Deconstruction is a 2d web experience in which a virtual human body deconstructs itself in virtual space into thousands of pieces. The user can manipulate the view – angles, closeness, screens, in order to better compare different stages, virtuality and reality to one another.
What is the definition of human in virtuality? Does it have to look like us? Does it have to move like us? These are all questions I believe my project is raising but does not give answers to. Deconstruction addresses these questions by deconstructing the body right in front of the eyes of the viewer, animating from a clearly human to a geometric cloud controlled by pre-recorded human motion. In the screen based 2D web experience, the pieces of the skin will fly in every way, so it will be still be the recognizably human body – only in pieces.
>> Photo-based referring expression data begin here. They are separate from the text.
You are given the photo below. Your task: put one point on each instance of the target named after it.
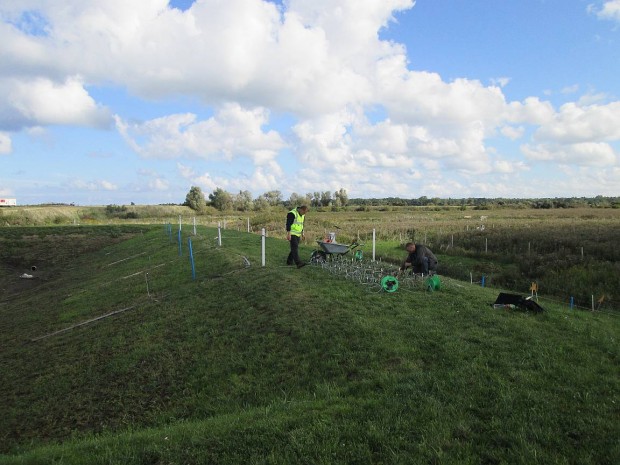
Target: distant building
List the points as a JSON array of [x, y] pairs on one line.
[[8, 202]]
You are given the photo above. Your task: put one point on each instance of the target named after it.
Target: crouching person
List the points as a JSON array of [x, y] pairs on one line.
[[420, 259]]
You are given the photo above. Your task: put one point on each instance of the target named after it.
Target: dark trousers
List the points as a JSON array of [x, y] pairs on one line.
[[293, 257]]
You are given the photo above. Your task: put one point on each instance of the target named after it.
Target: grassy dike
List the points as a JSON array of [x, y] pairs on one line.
[[276, 365]]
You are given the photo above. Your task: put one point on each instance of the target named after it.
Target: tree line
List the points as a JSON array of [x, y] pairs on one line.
[[222, 200], [243, 201]]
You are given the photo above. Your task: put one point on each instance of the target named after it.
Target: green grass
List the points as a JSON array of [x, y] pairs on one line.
[[278, 365]]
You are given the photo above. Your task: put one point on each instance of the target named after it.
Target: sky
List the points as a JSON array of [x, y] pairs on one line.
[[136, 101]]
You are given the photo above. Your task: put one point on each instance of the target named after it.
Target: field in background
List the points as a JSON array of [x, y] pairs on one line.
[[573, 254], [251, 364]]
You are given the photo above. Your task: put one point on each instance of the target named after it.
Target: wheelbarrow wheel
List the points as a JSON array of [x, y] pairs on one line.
[[318, 256]]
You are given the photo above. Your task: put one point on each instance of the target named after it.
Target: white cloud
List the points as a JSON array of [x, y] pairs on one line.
[[6, 145], [318, 63], [583, 154], [233, 132], [609, 10], [41, 101], [100, 185], [159, 184]]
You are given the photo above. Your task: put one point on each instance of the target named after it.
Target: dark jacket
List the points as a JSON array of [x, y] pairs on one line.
[[417, 258]]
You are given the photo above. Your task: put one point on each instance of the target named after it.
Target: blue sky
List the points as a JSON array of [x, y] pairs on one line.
[[120, 101]]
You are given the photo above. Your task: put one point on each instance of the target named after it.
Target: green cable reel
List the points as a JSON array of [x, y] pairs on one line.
[[389, 283]]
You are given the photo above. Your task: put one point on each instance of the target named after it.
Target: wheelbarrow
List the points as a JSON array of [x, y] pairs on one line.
[[331, 249]]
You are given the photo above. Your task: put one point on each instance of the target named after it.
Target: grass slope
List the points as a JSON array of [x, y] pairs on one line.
[[278, 365]]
While the graphics offer endless options to experiment, by name “virtual reality” suggests a search for creating something believable, something that is hyper realistic to satisfy the fantasies that are impossible in reality. The virtual space gives us a kind of freedom we don’t use enough for art purposes, as most projects are to create a more entertaining reality such as video games or even edgy music videos, in a way we are copying and enhancing our own material reality. And meanwhile painters and other 2D visual artists took upon themselves to explore and expand on the body as a medium and what it entails, the new era of virtuality lacks this kind of experimentation, although the artists of this new era are the ones who could take this exploration one step further.
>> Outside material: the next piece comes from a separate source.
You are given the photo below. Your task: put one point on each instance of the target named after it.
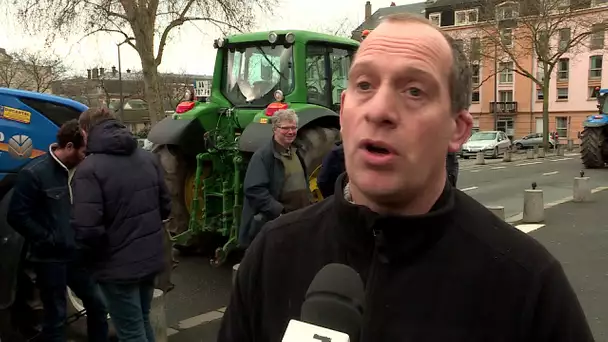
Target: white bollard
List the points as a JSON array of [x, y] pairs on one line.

I believe for the sake of the concept, firstly, it is important that the movement data I am using being rooted in human movement. Since I am interested in observing whether even an abstract shape can be seen partly as human, the movement had to derive from a real person. Secondly, for inspiration of the “deconstruction”, I looked at cubist painters such as Picasso’s Girl with a Mandolin (1910), Metzinger’s Dancer in a Cafe (1912), and Duchamp’s Portrait of Chess Players (1911). They have disembodied the body in their paintings in order to make it the representation of the fluidity of time and consciousness. Although, their purposes were different, I realized their method was computer friendly. It made me to return to the very building blocks I used to build the body piece-by-piece, only I teared it apart. I hope the thought they think about after viewing will be whether there is embodiment in disembodiment, but the beauty of abstraction is one cannot control the thoughts a piece triggers in the end. Either way, I only hope to trigger something in people.